— Конечно, на елке обязательно должны быть цепи. Мы всегда их вешали.
Тогда Гилли старательно подклеила обрывки цепей и повесила их на елку. Смотреть противно — старое рванье. Но потом, когда она опутала елку нитями серебряного дождя — извела целых три коробки, — елка покрылась словно серебряной вуалью. В темной комнате, где освещена была только елка, она смотрелась совсем неплохо. Пусть не как в витрине большого универсального магазина, но совсем неплохо.

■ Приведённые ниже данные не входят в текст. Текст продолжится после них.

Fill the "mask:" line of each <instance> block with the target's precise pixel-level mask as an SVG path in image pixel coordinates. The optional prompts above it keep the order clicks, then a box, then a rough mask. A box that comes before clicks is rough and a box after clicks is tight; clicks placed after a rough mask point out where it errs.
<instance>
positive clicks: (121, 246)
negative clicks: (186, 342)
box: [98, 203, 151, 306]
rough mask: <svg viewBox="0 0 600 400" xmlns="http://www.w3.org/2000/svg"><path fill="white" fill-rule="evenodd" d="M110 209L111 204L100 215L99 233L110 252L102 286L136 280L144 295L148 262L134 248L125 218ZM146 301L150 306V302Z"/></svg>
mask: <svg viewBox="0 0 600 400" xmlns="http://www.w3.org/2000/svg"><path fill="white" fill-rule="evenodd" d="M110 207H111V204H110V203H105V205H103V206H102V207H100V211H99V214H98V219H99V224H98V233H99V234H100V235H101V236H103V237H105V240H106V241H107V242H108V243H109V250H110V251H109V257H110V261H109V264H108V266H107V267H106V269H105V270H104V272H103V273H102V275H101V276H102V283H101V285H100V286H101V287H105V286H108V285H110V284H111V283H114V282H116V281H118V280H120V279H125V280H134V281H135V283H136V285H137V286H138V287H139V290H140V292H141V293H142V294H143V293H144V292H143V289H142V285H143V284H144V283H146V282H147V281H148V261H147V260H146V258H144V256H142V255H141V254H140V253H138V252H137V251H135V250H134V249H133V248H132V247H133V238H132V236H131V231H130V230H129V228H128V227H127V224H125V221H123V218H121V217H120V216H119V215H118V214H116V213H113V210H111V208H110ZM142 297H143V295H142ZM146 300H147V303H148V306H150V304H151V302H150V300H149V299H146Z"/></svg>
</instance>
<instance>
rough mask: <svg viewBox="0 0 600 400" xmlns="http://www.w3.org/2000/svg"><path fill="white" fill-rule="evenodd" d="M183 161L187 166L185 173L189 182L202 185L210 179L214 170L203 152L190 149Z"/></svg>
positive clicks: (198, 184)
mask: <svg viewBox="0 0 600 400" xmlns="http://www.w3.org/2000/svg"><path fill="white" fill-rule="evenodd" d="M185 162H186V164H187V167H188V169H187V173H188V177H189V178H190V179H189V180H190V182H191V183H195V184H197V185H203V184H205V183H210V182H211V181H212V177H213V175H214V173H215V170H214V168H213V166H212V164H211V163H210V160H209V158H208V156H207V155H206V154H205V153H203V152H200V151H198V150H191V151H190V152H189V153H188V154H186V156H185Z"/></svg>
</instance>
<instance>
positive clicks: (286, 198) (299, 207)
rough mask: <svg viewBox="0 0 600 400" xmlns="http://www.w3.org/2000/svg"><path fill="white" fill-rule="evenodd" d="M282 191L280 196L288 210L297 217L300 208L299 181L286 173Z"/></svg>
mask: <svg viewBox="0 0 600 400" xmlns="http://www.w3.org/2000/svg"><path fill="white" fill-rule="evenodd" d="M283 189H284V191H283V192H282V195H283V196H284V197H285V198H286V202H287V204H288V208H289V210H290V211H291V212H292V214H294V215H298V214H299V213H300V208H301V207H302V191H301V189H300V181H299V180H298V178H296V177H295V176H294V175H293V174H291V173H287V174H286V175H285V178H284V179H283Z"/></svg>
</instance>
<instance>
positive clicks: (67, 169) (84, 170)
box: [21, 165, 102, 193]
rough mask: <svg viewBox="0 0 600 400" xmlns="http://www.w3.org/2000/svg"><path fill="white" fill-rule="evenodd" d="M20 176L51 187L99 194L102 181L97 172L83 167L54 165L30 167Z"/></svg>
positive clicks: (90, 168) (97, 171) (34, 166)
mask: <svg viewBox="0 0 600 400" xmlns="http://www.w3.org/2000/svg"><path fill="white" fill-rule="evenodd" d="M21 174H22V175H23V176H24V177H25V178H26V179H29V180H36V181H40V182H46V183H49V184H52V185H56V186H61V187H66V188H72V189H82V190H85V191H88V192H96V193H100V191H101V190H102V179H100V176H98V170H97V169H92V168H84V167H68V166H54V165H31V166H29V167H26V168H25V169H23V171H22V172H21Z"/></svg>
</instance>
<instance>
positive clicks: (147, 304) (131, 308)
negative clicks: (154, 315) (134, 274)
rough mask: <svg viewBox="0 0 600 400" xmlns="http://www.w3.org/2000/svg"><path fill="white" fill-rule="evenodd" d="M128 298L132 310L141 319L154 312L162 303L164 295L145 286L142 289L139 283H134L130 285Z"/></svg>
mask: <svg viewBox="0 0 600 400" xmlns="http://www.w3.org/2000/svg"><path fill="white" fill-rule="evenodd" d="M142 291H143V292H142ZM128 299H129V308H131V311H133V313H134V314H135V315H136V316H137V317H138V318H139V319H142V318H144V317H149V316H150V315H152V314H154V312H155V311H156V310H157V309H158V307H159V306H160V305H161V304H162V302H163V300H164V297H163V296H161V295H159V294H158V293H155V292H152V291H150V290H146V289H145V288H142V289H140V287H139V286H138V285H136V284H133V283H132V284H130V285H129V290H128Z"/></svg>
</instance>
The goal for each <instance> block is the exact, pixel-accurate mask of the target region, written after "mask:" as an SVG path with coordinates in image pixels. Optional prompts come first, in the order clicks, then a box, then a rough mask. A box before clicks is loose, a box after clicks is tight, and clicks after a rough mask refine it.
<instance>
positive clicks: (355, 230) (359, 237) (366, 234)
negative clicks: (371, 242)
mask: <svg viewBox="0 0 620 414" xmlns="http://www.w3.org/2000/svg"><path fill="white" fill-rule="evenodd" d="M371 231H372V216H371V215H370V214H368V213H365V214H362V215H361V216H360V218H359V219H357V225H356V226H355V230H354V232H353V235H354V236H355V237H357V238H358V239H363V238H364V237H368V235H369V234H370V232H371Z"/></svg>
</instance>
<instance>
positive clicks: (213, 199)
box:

Нонни то снимала, то надевала очки — старалась получше разглядеть елку, наконец, махнула на очки рукой, и они повисли на шнурке у нее на шее, а сама захлопала в ладоши, совсем как девочка.
— В жизни у нас не было такой замечательной елки, — сказала она.
«И у меня не было», — подумала Гилли.
20 декабря.
Дорогая Гилли!
Значит, приезжает твоя мама повидаться с тобой? Вот, наверно, волнуешься. Мистер Рэндолф, Уильям Эрнест и я желаем тебе большого счастья.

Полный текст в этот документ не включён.